We need to end the use of NDAs in abuse cases
The issue of non-disclosure agreements (NDAs) or “gagging orders” as they are otherwise known, has reared its head again.
Posted on 01 April 2022
This follows a pledge by a first Oxford college to sign a Government-backed pledge for universities not to use NDAs to prevent students speaking out about alleged abuse.
It is reported in The Times that, without admitting liability, Lady Margaret Hall has settled a claim that a student was raped while living in the Oxford college.

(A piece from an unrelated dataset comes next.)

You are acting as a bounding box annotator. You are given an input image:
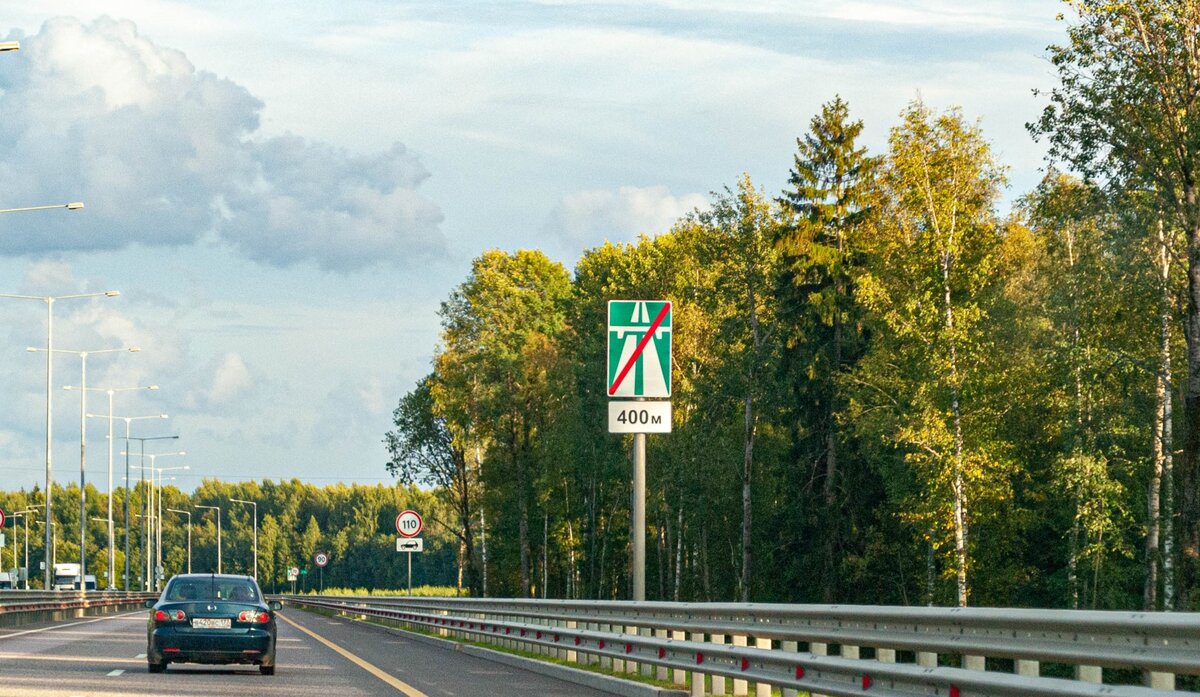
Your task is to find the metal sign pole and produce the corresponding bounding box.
[630,433,646,600]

At the same time it has overhauled the way it handles allegations of sexual misconduct and agreed to not use NDAs in the future.
It is reported that when the student initially made the allegations, what her lawyers (not from Leigh Day) describe as a “blanket gagging clause” was imposed when she made a legal complaint.

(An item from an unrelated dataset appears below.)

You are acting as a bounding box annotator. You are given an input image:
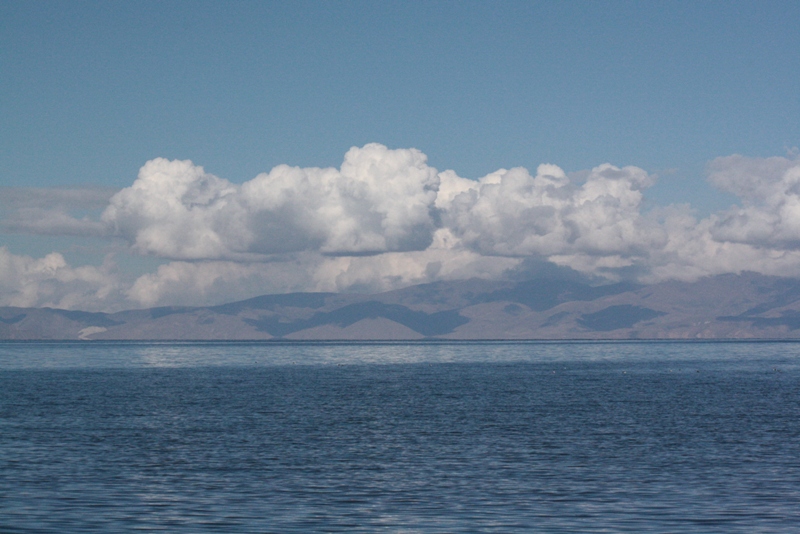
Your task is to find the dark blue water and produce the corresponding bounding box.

I see this as a welcome move, especially since only last month it was reported that Channel 4 allegedly used an NDA concerning gender pay discrimination, harassment and bullying.
My views on these agreements in sexual abuse cases have always been clear – they are purely for the benefit of the abuser and/or the abusing institution rather than the survivor, and a survivor who has been able to disclose their abuse and then in effect been silenced is a survivor who has been denied justice.
The burying of the truth means that it is harder for other survivors to come forward and enables abusers to remain in the public and without a blemish against their name.
This is a view that is shared by many and they include the current Higher Education Minister, Michelle Keegan. She has called on all universities to sign up to the pledge signed by Lady Margaret Hall not to use NDAs in respect of complaints of sexual misconduct, bullying and other forms of harassment.
The irony for Channel 4 is that it has a fantastic set of journalists who have previously investigated and exposed abuse in numerous spheres of life. Those include a case where the Church of England had entered a NDA for a vicar who was accused of sexually harassing a woman.
Aside from Channel 4 and universities, NDAs have also been used by institutions within sport such as in the case of Chelsea Football Club where childhood sexual abuse was perpetrated by their former scout Eddie Heath.
The sad reality remains however that we do not know and probably will never know how many institutions have used NDAs and that is a key reason that institutions use these agreement – to suppress the truth and to protect their business interests.
It is for the reasons above that I support Pregnant Then Screwed’s petition to release affected women at Channel 4 from NDAs and I encourage everyone to sign and share it.